Pads are effective if used appropriately, although there are restrictions on choices available via NHS services and a wide variability of practice, depending on the area. In the author’s clinical opinion, the publication of national guidelines on pad provision (Association for Continence Advice [ACA], 2017) should help to address the postcode lottery of pad provision if commissioners in each area embed it within local policy surrounding continence services. 

Some barrier products will affect the efficacy of continence pads, causing a waterproof barrier which alters the absorbency capacity of the pad (Dougherty and Lister, 2011; Corcoran and Woodward, 2013). This can lead to skin damage from urine or faeces, rather than offer the protection it is designed for. It is therefore essential that those involved in the care of individuals who are at risk of IAD are competent to carry out a robust and individual assessment to ensure that an appropriate management plan is in place. This assessment should identify those at a higher risk of developing IAD, who should have barrier products included within their normal skin-care routine. All products should be single-patient use to prevent any issues with cross-infection. 

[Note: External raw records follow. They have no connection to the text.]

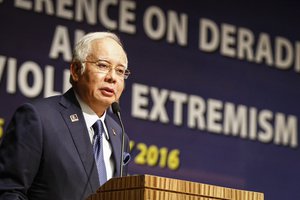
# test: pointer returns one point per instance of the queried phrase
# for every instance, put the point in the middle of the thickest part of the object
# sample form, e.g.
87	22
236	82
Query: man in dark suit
47	151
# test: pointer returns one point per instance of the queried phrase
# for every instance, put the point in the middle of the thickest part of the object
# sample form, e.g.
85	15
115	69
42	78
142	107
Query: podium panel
148	187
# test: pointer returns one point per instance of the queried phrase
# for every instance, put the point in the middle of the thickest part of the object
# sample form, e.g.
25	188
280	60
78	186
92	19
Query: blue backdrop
214	91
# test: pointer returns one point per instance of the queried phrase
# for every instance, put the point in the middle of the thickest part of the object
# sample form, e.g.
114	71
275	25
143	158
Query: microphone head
115	107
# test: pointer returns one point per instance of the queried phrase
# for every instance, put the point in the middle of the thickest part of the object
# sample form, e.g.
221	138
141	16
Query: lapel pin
114	132
74	118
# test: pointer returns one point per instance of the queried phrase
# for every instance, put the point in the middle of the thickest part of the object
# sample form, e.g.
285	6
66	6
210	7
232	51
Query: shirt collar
89	115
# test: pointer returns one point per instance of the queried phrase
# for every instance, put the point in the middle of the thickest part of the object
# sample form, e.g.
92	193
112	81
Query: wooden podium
148	187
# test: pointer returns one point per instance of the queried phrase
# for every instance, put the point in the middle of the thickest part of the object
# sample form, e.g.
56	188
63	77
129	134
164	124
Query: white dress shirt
90	118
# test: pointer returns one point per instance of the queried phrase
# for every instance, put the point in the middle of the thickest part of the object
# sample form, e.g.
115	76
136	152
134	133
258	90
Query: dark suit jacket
46	155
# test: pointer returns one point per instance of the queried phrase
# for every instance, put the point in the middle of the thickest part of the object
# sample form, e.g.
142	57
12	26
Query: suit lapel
114	132
75	121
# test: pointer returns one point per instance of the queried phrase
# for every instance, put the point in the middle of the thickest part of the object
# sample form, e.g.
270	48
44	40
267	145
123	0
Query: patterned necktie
98	151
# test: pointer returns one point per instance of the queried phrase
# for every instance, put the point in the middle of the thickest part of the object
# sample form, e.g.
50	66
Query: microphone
116	110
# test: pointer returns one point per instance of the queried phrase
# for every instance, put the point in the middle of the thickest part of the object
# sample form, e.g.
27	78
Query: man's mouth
107	91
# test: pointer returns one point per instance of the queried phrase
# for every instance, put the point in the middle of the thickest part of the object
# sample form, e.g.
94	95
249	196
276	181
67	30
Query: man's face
97	89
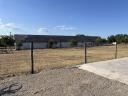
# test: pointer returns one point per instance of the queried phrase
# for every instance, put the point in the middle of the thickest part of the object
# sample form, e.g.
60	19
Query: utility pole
85	50
32	61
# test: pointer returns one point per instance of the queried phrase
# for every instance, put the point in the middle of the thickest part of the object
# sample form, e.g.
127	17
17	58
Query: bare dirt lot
62	82
19	62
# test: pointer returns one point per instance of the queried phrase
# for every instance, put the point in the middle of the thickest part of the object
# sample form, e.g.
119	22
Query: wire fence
19	62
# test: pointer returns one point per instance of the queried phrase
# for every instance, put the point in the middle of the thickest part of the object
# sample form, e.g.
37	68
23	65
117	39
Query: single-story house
42	41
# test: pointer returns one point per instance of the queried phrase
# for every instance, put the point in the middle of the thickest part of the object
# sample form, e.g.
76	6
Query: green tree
7	41
101	40
51	43
73	43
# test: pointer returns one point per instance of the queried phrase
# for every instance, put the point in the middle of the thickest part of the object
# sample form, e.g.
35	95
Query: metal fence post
116	51
85	50
32	61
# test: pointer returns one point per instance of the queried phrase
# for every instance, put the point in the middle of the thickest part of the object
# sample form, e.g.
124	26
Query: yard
19	62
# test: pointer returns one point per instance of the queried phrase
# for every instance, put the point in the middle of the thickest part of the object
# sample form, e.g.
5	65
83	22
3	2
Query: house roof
46	38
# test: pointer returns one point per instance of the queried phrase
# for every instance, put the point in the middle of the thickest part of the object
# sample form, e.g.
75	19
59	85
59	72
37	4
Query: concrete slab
116	69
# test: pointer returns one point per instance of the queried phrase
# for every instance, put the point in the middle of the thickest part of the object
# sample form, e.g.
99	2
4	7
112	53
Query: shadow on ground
13	88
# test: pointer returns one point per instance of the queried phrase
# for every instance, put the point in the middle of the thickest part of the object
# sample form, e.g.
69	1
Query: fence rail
33	60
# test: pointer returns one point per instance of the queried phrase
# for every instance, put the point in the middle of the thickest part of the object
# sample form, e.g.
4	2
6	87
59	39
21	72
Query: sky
64	17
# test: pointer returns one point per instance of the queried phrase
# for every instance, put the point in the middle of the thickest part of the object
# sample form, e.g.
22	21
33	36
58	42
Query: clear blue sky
64	17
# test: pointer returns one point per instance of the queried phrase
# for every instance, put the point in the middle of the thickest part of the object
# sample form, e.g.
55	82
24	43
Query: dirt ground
62	82
19	62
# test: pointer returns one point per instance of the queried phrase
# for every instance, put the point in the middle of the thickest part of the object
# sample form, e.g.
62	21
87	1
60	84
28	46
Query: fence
33	60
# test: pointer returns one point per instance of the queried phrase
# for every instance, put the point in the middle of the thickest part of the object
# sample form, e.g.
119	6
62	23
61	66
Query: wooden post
116	51
32	61
60	44
85	50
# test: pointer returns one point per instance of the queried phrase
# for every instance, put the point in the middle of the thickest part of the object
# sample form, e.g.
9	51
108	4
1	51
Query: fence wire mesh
19	61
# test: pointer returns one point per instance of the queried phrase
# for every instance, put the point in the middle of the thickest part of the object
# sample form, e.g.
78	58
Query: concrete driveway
116	69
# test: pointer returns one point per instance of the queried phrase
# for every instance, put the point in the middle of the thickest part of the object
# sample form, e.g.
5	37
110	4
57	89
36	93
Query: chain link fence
20	61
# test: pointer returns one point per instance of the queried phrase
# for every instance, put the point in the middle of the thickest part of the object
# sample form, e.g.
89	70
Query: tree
101	40
111	39
51	43
73	43
6	41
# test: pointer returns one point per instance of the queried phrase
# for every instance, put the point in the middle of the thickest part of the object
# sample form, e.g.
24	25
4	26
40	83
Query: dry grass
19	62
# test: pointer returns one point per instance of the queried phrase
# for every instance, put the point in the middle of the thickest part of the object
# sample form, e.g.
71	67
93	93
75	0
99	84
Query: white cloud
42	31
8	26
64	28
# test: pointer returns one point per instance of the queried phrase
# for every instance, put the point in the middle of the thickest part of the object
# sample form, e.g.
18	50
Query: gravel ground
62	82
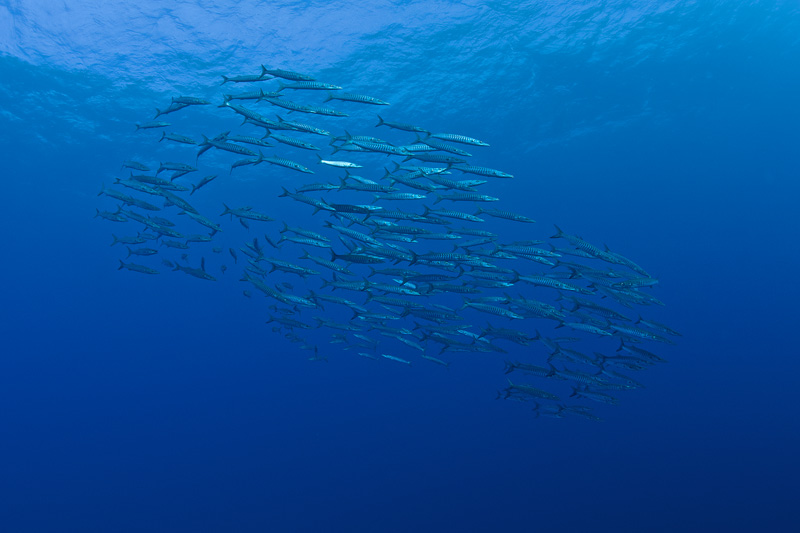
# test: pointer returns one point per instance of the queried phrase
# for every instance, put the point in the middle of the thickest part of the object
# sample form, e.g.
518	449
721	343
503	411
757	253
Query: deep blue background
669	131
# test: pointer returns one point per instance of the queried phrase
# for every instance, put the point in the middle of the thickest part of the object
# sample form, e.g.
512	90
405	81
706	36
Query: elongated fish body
399	196
297	143
200	219
508	215
286	74
304	240
189	100
318	204
435	158
177	138
228	147
482	171
359	98
251	95
638	333
579	326
198	238
339	164
400	126
171	109
128	240
658	327
305	233
141	251
151	125
205	181
453	137
244	111
412	183
327	264
107	215
290	268
136	268
248	78
593	395
494	310
465	197
135	165
173	199
169	165
533	370
199	273
288	104
309	85
531	391
463	185
286	163
311	187
365	187
327	111
299	126
397	359
443	146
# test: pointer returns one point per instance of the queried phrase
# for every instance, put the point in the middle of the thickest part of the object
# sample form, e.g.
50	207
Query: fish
392	269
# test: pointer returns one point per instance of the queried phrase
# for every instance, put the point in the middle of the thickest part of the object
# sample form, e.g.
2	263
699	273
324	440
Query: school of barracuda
381	257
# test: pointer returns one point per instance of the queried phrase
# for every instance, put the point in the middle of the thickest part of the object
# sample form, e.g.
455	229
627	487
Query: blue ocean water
667	130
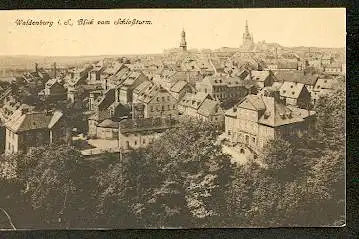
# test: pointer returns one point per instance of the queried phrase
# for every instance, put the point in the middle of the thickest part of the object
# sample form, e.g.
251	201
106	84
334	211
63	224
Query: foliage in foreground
183	180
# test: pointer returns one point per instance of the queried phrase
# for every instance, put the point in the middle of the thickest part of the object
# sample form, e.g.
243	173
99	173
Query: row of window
135	143
163	98
162	108
11	147
248	139
11	134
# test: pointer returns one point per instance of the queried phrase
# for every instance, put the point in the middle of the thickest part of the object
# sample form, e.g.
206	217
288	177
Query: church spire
183	43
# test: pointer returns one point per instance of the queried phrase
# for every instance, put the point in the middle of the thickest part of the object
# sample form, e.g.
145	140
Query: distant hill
28	62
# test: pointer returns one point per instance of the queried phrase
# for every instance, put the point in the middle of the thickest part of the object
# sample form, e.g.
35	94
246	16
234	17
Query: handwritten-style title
81	22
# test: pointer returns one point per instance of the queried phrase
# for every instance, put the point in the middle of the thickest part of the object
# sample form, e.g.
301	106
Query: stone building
183	43
201	105
225	88
294	93
139	133
54	90
156	101
32	129
258	119
248	41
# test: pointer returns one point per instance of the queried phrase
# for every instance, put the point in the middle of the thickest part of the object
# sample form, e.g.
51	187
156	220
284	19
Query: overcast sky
205	28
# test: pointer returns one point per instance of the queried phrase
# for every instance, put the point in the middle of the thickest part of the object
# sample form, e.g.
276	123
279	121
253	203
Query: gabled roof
291	89
296	76
178	86
252	102
210	108
107	123
277	114
260	76
270	112
113	68
193	100
149	92
325	84
33	120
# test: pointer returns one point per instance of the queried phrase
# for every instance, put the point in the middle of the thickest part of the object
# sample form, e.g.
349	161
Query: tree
178	181
56	183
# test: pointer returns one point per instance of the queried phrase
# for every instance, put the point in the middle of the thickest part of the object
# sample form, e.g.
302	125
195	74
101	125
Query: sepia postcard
172	118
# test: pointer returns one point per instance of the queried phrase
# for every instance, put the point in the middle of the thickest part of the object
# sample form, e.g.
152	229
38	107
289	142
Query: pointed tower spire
183	43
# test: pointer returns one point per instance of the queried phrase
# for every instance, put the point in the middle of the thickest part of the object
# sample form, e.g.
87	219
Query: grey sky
205	28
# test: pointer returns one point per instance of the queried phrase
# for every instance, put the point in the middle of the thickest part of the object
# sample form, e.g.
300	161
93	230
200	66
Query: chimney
24	110
55	70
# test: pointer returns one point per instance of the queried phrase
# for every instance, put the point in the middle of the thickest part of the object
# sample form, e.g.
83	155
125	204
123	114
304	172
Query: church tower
248	42
183	43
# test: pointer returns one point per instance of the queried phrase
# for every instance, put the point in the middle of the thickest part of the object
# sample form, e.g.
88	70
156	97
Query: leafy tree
178	181
57	185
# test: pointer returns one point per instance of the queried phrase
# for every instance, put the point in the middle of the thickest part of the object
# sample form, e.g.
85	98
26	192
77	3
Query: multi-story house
157	101
263	78
30	129
333	68
139	133
225	88
294	93
94	75
258	119
308	80
105	106
178	88
54	90
323	86
200	105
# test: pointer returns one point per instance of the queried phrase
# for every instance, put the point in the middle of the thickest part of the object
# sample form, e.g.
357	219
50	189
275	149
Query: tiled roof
271	112
145	124
260	76
252	101
287	65
325	84
291	89
193	100
113	68
277	114
296	76
151	91
178	86
334	65
210	108
107	123
33	120
301	112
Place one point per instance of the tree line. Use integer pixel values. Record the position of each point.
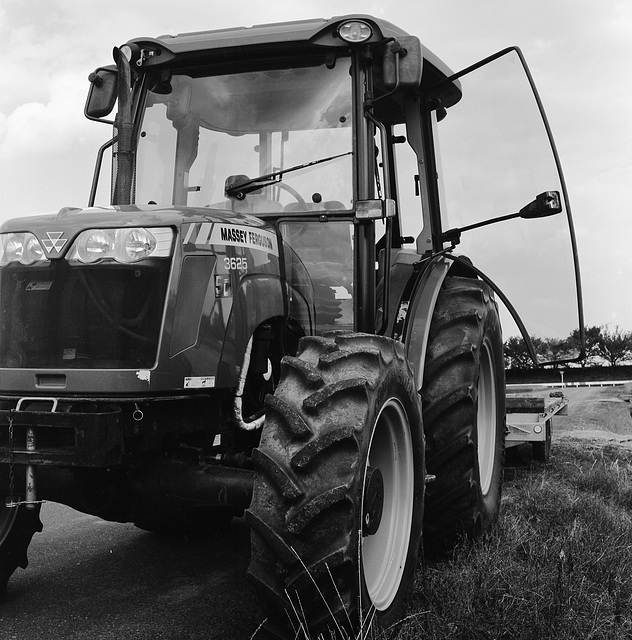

Carer education is also a key component of successful management of IAD. As previously identified, those at the highest risk of IAD are in long-term, looked-after care. It is therefore essential that those providing care understand the importance of a structured skin care routine and are capable of carrying this out effectively. Choosing the product to contain continence and appropriate barrier creams or products to protect and moisturise the skin is key to successfully treating individuals (Beeckman et al, 2010; Bardsley, 2012).
IAD is a common occurrence that affects many individuals in all areas of health and social care. It impacts physical, psychological and social health and is challenging for healthcare professionals to accurately identify and effectively treat. Early identification, appropriate and effective treatment, and risk assessment to prevent future occurrence will not only improve patient quality of life, but also reduce the cost of treatment to health and social care organisations. A structured skin care regimen that focuses on effective cleansing, protection and reduction in excess moisture should be routine in all patients who are at high risk of IAD. Education for staff and the use of appropriate risk assessment tools will improve identification of this condition and ensure appropriate, effective and timely management plans are adopted, thereby improving clinical outcomes and patient quality of life and experience.